Thursday 7 January 2010

Memories (I Dare You Not to Sing "Like the Corners of My Mind")

Because it takes so long to get everywhere in London (partly because of its sprawl and partly because of its appalling public transport system), I'm in the habit of vastly overestimating how long it will take to get anywhere. Today I left 45 minutes to travel via public transport from Capitol Hill (where my sister lives) to the eastern edge of Georgetown – a distance I probably could have nearly walked in that amount of time. So I got off the Metro midway and walked half of it. After years of visiting palaces and stately homes in England and Europe, the White House looks so tiny! Quaint, dare I say – though I hesitate to use that word since an old editor of mine cringed when I used it to describe DC itself.

Certain parts of DC hold memories for me in every step, from the White House itself (special tours with friends who worked for various administrations) to the walk across Lafayette Park, where I caught sight of the Hay-Adams Hotel (where my sister and I stayed the night before we left DC to drive cross country in 2000 – and also the night we in the wedding party stayed the night of her wedding. The hotel is also home to the Off the Record champagne bar, one of my first "friend dates" with one of my now-best friends – we went there because I was reviewing it.)

I passed places where I used to binge, coffee places I frequented, and bars where I behaved badly. On I walked, past Taberna del Alaberdero, where I went for lunch once years ago with an august journalist who died recently.

After lunch – with a (now wildly successful) old friend who always manages to make me feel like I have made his week by letting him know I'm in town (and who comes up with a ludicrously inappropriate imaginary job title for me so that he can justify expensing the lunch) – I walked up New Hampshire Avenue, passing the apartment building where I crashed on my sister's sofa for the first month after I graduated from college... Ah, I could go on.

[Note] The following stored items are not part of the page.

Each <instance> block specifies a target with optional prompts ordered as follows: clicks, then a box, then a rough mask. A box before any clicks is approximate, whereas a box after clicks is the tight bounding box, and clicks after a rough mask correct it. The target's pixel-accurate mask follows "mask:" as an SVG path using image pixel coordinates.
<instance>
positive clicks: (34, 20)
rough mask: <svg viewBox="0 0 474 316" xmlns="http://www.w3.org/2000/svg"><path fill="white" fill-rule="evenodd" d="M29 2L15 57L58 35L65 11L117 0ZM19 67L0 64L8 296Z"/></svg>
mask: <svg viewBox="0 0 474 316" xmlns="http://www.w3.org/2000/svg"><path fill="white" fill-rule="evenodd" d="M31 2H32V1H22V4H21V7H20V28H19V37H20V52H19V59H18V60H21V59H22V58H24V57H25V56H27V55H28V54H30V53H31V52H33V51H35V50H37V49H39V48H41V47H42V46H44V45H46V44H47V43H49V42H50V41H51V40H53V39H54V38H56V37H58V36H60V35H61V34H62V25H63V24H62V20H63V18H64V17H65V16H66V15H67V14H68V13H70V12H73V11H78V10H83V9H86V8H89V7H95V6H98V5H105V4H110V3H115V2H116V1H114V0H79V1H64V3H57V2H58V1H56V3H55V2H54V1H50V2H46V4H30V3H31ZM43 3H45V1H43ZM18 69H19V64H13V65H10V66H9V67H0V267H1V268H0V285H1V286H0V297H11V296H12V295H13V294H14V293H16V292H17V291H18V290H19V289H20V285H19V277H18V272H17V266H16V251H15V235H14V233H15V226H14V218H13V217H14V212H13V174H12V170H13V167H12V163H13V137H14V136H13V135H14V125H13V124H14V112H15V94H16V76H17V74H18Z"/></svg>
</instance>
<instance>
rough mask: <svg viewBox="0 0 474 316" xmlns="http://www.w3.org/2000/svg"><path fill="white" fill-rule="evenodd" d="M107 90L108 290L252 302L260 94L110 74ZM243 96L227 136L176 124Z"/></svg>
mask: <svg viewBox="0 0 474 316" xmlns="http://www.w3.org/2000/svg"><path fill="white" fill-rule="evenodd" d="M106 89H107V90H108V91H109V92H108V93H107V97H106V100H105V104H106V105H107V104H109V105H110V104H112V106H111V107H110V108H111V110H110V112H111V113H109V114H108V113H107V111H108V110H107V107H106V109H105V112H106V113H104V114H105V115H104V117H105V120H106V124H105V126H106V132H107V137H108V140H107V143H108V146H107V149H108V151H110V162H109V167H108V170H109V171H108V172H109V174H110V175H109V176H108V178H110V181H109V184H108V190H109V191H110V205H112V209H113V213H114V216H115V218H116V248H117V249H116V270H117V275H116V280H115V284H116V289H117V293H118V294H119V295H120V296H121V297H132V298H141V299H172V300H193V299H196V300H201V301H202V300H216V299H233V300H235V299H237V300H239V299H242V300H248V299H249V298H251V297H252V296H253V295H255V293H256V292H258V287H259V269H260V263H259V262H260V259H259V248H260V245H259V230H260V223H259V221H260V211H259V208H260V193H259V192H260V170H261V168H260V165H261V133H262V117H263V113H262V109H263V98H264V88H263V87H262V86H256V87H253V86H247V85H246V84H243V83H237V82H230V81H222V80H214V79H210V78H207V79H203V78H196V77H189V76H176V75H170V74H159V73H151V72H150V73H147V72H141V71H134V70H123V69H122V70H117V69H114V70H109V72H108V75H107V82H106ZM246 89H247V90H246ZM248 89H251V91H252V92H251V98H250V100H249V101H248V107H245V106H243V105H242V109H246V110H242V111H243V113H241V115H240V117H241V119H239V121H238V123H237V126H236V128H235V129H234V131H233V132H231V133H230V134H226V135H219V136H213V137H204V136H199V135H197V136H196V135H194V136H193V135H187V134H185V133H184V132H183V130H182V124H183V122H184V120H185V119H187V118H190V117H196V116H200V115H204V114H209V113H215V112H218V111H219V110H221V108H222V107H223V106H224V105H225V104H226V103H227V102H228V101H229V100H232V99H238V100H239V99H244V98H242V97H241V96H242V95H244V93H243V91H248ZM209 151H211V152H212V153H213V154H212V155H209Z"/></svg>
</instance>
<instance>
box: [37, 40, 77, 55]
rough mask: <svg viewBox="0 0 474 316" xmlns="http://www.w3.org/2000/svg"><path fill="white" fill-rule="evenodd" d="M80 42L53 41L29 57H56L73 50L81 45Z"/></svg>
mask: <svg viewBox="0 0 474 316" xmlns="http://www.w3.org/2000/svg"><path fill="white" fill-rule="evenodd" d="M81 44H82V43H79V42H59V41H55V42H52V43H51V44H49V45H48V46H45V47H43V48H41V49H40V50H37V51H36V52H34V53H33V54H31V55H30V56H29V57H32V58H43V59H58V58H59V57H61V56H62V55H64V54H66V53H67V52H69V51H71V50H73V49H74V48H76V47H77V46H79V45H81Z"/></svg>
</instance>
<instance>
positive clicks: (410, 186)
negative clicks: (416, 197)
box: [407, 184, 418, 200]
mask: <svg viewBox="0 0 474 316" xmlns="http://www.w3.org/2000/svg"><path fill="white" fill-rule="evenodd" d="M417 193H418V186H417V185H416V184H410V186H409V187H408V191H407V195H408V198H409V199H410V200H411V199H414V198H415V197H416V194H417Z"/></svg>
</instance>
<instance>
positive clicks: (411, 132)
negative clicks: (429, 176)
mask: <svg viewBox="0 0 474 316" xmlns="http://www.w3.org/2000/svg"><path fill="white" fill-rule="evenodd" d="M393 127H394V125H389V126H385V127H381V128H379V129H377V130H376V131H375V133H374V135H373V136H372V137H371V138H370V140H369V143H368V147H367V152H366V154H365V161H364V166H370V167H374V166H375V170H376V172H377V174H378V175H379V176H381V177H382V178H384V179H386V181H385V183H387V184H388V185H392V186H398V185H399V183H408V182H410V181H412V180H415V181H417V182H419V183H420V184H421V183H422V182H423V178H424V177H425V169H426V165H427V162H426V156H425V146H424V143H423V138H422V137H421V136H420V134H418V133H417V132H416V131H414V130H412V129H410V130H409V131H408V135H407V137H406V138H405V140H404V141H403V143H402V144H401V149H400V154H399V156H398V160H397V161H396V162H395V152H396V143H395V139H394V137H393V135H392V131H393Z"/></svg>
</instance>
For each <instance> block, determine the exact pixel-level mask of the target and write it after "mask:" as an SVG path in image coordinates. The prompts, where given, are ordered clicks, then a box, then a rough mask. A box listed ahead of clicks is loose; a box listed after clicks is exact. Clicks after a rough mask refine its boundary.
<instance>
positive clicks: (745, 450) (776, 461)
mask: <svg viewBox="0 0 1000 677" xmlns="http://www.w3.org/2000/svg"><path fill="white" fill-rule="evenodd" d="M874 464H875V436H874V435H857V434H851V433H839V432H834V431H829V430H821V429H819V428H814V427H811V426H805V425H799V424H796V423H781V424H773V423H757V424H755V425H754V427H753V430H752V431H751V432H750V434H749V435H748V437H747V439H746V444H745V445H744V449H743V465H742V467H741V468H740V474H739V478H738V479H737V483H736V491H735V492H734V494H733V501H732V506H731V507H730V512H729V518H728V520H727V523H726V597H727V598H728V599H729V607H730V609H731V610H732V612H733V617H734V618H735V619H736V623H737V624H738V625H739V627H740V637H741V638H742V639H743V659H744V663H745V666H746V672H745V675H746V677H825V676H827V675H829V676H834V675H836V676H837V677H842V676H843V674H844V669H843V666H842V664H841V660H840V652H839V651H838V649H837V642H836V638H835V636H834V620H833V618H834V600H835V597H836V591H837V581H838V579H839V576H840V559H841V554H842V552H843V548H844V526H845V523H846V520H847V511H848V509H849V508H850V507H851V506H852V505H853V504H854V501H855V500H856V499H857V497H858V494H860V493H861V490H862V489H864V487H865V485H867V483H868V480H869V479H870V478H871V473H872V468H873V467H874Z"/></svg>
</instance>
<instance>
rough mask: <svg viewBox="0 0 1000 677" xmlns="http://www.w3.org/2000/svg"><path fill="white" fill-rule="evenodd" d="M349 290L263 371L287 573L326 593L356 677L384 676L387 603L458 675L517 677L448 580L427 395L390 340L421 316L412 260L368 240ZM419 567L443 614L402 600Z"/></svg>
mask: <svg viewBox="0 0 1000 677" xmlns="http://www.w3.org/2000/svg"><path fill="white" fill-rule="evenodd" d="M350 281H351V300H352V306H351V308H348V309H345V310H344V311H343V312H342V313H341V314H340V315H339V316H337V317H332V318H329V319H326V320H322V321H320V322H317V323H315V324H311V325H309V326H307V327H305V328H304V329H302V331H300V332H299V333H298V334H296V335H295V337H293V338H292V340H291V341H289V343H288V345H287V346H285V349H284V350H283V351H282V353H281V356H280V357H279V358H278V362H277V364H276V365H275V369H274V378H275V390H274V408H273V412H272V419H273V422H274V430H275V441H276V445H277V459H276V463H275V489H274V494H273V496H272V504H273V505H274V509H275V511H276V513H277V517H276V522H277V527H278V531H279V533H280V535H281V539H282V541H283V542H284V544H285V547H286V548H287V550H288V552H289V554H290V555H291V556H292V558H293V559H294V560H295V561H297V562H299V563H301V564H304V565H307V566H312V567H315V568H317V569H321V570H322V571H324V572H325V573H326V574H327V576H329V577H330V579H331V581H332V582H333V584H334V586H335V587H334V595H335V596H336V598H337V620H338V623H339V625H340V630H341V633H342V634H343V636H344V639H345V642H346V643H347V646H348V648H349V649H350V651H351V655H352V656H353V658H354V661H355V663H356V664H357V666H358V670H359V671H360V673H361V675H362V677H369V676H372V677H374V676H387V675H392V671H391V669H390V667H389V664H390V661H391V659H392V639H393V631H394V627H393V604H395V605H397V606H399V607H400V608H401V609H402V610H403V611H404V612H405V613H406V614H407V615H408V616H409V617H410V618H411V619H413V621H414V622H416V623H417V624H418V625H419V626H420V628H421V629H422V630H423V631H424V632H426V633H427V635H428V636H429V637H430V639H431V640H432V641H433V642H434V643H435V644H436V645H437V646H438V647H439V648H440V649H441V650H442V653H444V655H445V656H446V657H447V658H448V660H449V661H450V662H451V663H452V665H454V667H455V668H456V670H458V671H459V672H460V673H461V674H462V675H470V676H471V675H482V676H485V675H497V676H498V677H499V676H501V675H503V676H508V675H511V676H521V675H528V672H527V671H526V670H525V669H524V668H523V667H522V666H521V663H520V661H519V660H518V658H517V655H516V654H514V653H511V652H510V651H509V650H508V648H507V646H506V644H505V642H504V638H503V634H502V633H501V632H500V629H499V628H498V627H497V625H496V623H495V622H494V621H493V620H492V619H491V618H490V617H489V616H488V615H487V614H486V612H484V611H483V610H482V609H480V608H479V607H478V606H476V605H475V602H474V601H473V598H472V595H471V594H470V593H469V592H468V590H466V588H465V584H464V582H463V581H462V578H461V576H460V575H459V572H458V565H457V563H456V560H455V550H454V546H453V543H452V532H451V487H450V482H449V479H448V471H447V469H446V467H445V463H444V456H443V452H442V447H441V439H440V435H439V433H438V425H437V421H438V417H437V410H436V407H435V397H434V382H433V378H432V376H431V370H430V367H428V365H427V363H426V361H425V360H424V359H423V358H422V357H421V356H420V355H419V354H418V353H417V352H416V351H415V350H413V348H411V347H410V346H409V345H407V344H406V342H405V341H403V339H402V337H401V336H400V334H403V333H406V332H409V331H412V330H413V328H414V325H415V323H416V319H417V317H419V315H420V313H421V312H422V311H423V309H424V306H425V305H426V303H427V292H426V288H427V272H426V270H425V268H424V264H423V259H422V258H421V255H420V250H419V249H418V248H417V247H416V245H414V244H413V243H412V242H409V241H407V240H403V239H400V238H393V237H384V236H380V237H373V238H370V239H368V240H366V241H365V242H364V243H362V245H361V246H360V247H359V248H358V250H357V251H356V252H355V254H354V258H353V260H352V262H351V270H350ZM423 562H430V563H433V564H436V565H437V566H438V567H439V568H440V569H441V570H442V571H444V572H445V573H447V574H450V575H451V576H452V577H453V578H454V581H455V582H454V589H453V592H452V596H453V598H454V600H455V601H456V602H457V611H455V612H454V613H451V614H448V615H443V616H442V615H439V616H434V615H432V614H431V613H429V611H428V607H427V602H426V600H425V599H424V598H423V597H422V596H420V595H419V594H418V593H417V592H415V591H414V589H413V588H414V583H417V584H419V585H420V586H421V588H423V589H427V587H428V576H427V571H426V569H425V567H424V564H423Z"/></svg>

About a year ago the counsellor I saw said my childhood and my mother's long illness had given me little faith in the world, and that I needed to trust a bit more. He suggested that if I did, I would see that I wouldn't always get what I wanted, but that I would get what I needed. Despite the fear of an empty weekend this weekend and of BN2 (not fear of physical harm – just fear in general), on Tuesday I was wanting to get back to London; wanting to start the almost-certain-to-be-messy business of getting used to life on my own again. (I have always liked to get unpleasant things over with as quickly as possible.) But instead I've gotten extra time with my sister, who will almost certainly on bedrest the next time I see her – if not already the mother of three. The chance to reconnect with some friends I missed when I was here last summer, and to feel a bit more a part of my old friends' new lives (Sunday before the airport I'm attending friends' daughter's first birthday party).

It feels like a gift, and I am ridiculously, hug-a-stranger and smile-at-the-world grateful for it.

1 comment:

  1. You are going to be Aunty of triplets? That's really cool, you'll love it. I became an Aunty very unexpectedly 5 years ago and it's been the most fun thing ever, even though I'd been completely ambivalent about children to that point. Also, having a little person watching me gave me the final push to kick my eating problems. One more thing to be grateful for.